Sem entrar tanto no mérito das divisões propostas, o que se pretende destacar, neste artigo, é a necessidade de se pensar não apenas em uma divisão equilibrada no presente, ou no momento da aprovação da emenda. Como se espera do texto constitucional alguma longevidade, é importante fechar as portas — e as janelas — que poderiam levar a uma deformação dessa partilha. Não basta dividir o bolo de forma equânime, é preciso garantir que, se ele crescer, a divisão dos excedentes se dê também de maneira equitativa. Do contrário, com o tempo, o que parecia equilibrado pode começar a não ser mais.

Nossa história recente nos dá exemplo eloquente disso. Em 1988, a preocupação com a limitação do poder levou a um incremento do federalismo brasileiro. Municípios ganharam mais autonomia, e as rendas tributárias foram fortemente descentralizadas. A União perdeu impostos importantes sobre combustíveis, energia, comunicação, minerais e transportes, cujas bases passaram a ser alcançadas pelo antigo ICM, cuja sigla para tanto ganhou um “S”. Passou, ainda, a partilhar com estados e municípios parcela expressiva da arrecadação de seus dois principais impostos, suas principais fontes de custeio à época, o Imposto de Renda e o Imposto sobre Produtos Industrializados. Em adição a isso, os estados ganharam um novo imposto, o adicional estadual do imposto de renda (AEIR). E, os municípios, um imposto sobre vendas a varejo de combustíveis (IVVC).

O bolo, conquanto bem dividido, poderia crescer, por certo. Mas isso só poderia ocorrer por meio de impostos residuais, que, se criados pela União, deveriam ter o produto de sua arrecadação partilhado com estados. O equilíbrio na divisão seria mantido.

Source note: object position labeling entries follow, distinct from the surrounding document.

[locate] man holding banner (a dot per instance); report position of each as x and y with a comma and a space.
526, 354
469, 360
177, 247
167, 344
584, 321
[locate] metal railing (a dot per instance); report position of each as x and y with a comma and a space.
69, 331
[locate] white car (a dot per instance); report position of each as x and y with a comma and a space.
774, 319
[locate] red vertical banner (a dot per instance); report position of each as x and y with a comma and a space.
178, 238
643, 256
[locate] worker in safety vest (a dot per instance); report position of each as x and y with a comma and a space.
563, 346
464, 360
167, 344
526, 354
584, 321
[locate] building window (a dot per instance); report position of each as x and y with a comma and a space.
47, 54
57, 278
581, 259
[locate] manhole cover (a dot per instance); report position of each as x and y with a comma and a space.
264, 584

Esse era o cenário ideal, visualizado pelos que projetaram o sistema constitucional tributário originalmente promulgado em 1988. Mas o que houve, na sequência? Pequenas e paulatinas modificações, que isoladas não pareciam ter grande relevo ou impacto, mas que alteraram completamente a divisão inicial. E, com ela, a efetividade dada ao princípio federativo. É com isso que os reformadores do presente devem estar preocupados, e não apenas com a forma como a divisão ocorrerá no momento inicial de vigência do novo texto.

A Emenda Constitucional 3, de 1993, suprimiu a competência para estados criarem o AEIR, e para os municípios criarem o IVVC. E, em adição, a carga tributária passou a ser majorada, substancialmente, com o uso de “contribuições”, não partilhadas com estados e municípios. Não se criaram impostos residuais, mas contribuições, das mais variadas (sub)espécies: de seguridade, sociais “gerais”, de intervenção no domínio econômico. Figuras que deveriam ser excepcionais tornaram-se a regra, notadamente em virtude da complacência do Supremo Tribunal Federal para com tudo o que ostentasse esse rótulo.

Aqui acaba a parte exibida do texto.